Buying a Burgundy Bottle
Burgundy is best known for their Pinot Noir and Chardonnay. The land is respected and seen as indispensable in the production of red and white Burgundy wines. The vineyards and the wines made from them are classified into four quality levels in much of the Burgundy region, (there are some changes to this system in certain subregions of Burgundy). When purchasing a bottle of Burgundy, it will be marked with one of these four classes.
- Grand Cru: This classification is only reserved for the vineyards with the best terroir, that have been proven to make exceptional wine. Only around 2% of all vineyards are classified as Grand Cru in Burgundy.
- Premier Cru: These wines come from vineyards of excellent quality, yet are slightly below the level of a Grand Cru vineyard.
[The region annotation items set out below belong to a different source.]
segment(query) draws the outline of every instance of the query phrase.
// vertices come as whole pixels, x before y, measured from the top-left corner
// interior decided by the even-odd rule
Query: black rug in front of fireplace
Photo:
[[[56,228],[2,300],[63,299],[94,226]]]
Premier Cru vineyards represent around 12% of all vineyards in Burgundy.
- Village Wines: These are Burgundian wines made with grapes from vineyards in one of Burgundy’s 42 villages. All the grapes in the bottle must come from the same village, and the name of that village is then written on the bottle. This category represents 36% of all of Burgundy’s production.
- Regional Wines: Regional wines are the lowest-ranked wines. These wines are often produced using a blend of grapes from vineyards across numerous villages around Burgundy. As opposed to taking grapes from one village to make ‘Village’ wines. Accordingly, wines in this category are labeled with ‘Bourgogne’ (Bourgogne is Burgundy in French) on the bottle. These wines represent half of the wine production in Burgundy.
Burgundy was once covered by an ocean, creating limestone and marl soils in the region. These soil types contribute to the famous minerality often tasted in Burgundian wine. Burgundy has a long and interesting history with wine. It is unknown when wine production started here, but the Celts were already producing wine when the Romans took over the area in 51 BC. The Romans continued and grew the already existing industry until their collapse. After the Romans, the Catholic church took up wine production in the area.
Benedictine monks possessed and cultivated a significant part of the land in the area around 900. However, it was Cistercian monks that greatly improved the quality of Burgundian wines two centuries later. Cistercians felt that manual labor was a necessary and important part of daily life in a monastery. Because of this Cistercian monks were very skilled farmers, and developed many new technologies that helped improve quality on farms and vineyards. They kept exact records and were some of the first to notice the effect of “terroir” on wine. Terroir refers to everything that impacts the vineyards and later the wine, including rainfall, soils, wind, sunlight, and more. They meticulously noted which vineyards produced the best wines year after year. Many of the Grand Cru vineyards of Burgundy were noted as exceptional quality by the Cistercian monks first. Clos de Vougeot, the first encased Burgundian vineyard, was laid out in 1336 by the Cistercian monks and is today classified as a Grand Cru vineyard.
Burgundy is the home of Pinot Noir, which represents 34% of the area’s vineyards and 29% of the total wine yield. This red grape shows its true potential on Burgundy’s limestone soils, which adds to its complexity. Chardonnay is Burgundy’s most well-known white wine varietal, representing 48% of plantings and 68% of the wine made. Burgundy’s unique soils also benefit Chardonnay, giving it wonderful mineral aromas and tastes. Aligoté is the second most famous white grape, representing 6% of all the wine produced.
Did you know: Burgundy is subdivided into five subregions: Chablis, Côte d’Or, Côte Chalonnaise, Mâconnais, and Beaujolias. The Côte d’Or has made Burgundy famous, but their wines are now often too expensive for the average consumer. Venture into Chablis, Côte Chalonnaise, Mâconnais, or Beaujolais to find more accessible wines, that are still very high quality.
On This Day
1336: The Cistercians were the first to recognize that various grape plots produced dependably distinct wines.
591: Burgundy wines were praised for the first time in history.